Japan, one year after the tsunami
24.05.12
Last October, beachcombers from Oregon to Alaska began noticing a startling number of bulbous, buoyant objects, as smooth and symmetrical as the seeds of some strange and massive fruit, washing up on their shores. They were black, orange, white, and, in rare cases, bore a foreign script scrawled onto their hard surfaces. The beachcombers knew these to be fishing buoys, likely of Japanese origin. They had seen similar flotsam before, though never in such numbers; in many of these new cases, the sea was tossing them up onto remote beaches in bunches—two black, three white—like clustering atoms.
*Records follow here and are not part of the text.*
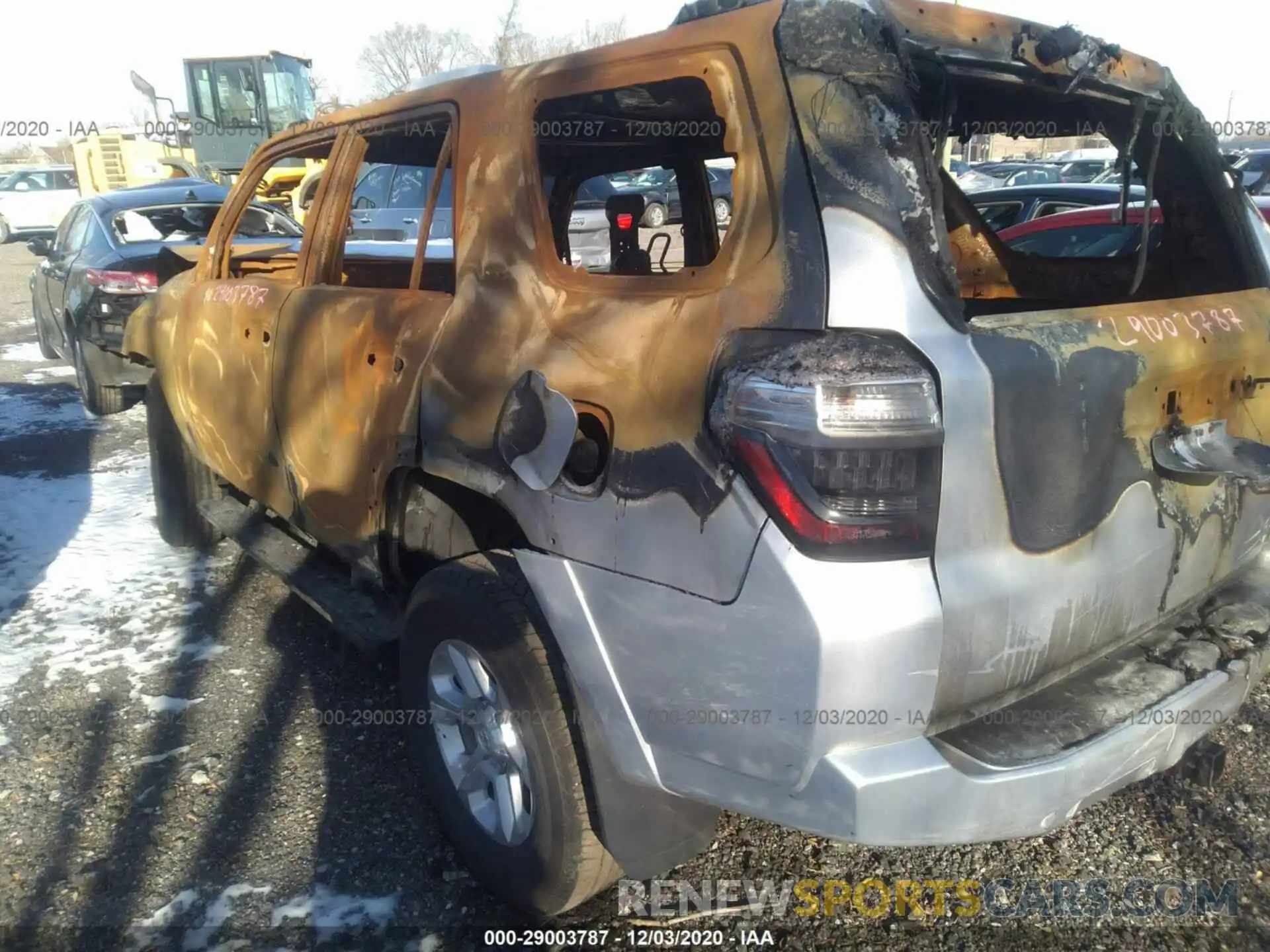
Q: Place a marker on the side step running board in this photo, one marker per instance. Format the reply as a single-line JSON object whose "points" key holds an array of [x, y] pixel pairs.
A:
{"points": [[365, 619]]}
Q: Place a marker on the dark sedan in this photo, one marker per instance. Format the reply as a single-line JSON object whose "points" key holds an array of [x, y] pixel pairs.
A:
{"points": [[661, 192], [1003, 207], [102, 263]]}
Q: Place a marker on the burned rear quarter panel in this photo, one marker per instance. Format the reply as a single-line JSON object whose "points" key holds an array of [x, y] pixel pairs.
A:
{"points": [[1057, 539]]}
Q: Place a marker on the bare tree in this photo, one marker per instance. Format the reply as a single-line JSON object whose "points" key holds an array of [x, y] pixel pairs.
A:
{"points": [[513, 46], [402, 54]]}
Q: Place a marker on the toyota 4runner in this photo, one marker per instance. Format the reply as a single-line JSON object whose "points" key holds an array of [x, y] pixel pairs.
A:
{"points": [[846, 516]]}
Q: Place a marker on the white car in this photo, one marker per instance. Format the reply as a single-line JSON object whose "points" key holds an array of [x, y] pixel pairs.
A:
{"points": [[36, 200]]}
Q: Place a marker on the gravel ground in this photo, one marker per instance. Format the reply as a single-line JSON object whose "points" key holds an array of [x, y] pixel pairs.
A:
{"points": [[167, 779]]}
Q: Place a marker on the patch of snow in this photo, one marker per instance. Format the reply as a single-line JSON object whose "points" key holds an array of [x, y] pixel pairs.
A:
{"points": [[22, 352], [44, 374], [331, 913], [144, 932], [31, 413], [216, 913], [87, 586], [161, 703], [160, 758]]}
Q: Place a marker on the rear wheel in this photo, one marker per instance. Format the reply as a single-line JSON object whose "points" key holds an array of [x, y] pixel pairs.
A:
{"points": [[98, 400], [181, 481], [503, 767]]}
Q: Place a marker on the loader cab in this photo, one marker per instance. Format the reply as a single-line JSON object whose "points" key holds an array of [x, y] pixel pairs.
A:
{"points": [[237, 103]]}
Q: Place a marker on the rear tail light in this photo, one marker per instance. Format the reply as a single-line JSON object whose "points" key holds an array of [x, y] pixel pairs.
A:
{"points": [[843, 450], [122, 282]]}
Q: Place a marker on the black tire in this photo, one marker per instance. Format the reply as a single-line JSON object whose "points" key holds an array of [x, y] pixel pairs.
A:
{"points": [[46, 349], [179, 480], [486, 602], [654, 216], [98, 400]]}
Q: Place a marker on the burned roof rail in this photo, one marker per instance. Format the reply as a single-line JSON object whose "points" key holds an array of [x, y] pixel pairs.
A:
{"points": [[701, 9]]}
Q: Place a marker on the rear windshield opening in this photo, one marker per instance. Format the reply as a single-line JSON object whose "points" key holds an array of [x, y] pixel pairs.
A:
{"points": [[1037, 230], [635, 179], [192, 222]]}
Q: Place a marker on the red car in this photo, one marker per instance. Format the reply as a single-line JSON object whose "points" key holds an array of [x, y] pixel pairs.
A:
{"points": [[1090, 233]]}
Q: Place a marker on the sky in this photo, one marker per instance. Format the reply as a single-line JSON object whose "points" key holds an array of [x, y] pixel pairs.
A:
{"points": [[79, 73]]}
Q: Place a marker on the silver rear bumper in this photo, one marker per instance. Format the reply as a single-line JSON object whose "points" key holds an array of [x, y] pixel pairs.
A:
{"points": [[802, 637]]}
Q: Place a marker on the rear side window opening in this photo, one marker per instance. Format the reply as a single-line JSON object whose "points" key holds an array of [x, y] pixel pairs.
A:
{"points": [[635, 179], [1095, 257], [390, 204]]}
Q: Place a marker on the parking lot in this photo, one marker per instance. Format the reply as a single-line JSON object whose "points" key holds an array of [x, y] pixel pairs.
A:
{"points": [[189, 758]]}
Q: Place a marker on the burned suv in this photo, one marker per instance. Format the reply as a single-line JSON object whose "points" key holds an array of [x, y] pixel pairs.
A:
{"points": [[854, 520]]}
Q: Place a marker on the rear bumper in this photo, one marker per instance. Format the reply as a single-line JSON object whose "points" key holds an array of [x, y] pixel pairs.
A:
{"points": [[925, 793], [807, 702], [108, 367]]}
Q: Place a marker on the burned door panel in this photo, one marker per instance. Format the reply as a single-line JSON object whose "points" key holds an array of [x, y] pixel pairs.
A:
{"points": [[639, 347], [346, 385], [216, 376]]}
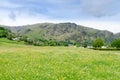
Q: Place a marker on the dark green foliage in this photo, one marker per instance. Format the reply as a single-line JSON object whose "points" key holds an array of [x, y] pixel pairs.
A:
{"points": [[98, 43], [3, 32], [64, 32], [116, 43]]}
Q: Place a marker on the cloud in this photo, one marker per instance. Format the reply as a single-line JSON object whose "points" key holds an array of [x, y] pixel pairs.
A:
{"points": [[100, 8]]}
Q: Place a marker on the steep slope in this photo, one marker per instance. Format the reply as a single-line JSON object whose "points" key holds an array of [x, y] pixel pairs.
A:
{"points": [[63, 31]]}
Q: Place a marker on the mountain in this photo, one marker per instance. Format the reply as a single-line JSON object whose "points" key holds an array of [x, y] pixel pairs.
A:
{"points": [[62, 32]]}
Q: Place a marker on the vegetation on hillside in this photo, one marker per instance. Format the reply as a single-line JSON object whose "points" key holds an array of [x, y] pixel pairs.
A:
{"points": [[23, 62], [69, 32]]}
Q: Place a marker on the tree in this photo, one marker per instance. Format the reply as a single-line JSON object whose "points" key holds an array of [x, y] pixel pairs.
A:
{"points": [[98, 43], [3, 32], [116, 43]]}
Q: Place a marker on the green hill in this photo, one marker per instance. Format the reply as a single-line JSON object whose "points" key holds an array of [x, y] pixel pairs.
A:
{"points": [[63, 32], [24, 62]]}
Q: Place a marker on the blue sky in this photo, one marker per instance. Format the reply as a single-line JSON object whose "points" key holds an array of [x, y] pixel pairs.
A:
{"points": [[99, 14]]}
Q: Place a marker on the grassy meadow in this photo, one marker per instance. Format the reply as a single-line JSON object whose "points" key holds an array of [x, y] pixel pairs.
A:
{"points": [[24, 62]]}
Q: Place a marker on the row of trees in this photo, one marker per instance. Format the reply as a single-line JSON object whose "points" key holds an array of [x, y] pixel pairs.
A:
{"points": [[98, 43]]}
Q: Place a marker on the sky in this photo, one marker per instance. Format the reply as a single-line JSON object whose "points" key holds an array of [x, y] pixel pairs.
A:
{"points": [[98, 14]]}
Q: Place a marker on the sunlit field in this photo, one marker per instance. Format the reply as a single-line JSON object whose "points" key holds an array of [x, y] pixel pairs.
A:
{"points": [[25, 62]]}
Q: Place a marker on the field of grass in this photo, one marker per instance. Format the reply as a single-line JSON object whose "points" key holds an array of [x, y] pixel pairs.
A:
{"points": [[23, 62]]}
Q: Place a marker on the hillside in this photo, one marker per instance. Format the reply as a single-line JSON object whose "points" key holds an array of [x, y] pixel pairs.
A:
{"points": [[24, 62], [63, 32]]}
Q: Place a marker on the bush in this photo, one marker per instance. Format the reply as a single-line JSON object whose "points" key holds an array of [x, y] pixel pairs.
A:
{"points": [[116, 43]]}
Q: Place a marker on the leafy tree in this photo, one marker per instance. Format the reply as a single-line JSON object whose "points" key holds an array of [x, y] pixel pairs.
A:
{"points": [[3, 32], [98, 43], [116, 43]]}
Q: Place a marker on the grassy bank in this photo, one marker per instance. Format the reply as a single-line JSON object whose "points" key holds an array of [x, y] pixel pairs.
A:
{"points": [[22, 62]]}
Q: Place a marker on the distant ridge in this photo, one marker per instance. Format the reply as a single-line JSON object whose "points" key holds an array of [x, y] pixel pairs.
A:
{"points": [[63, 31]]}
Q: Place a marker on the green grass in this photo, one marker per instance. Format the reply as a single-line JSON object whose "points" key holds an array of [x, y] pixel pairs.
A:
{"points": [[22, 62]]}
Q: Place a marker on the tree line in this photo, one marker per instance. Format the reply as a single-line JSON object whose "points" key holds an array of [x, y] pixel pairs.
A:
{"points": [[98, 43]]}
The arrivals did not surprise Curtis Ebbesmeyer, a retired Seattle engineer and oceanographer; he’d been anticipating this. At 69, Ebbesmeyer’s reputation for unusual flotsam savvy stems from an episode 22 years ago, when he followed 80,000 Nike sneakers spilled into the Pacific during a storm, drifting 3,200 km before washing up, in colourful array, on U.S. beaches. That study had allowed him to unknot some hard mysteries about ocean currents; based on those experiences and a series of complex computer simulations, Ebbesmeyer was expecting the Japanese debris, and asked his network of beachcombers to watch for it.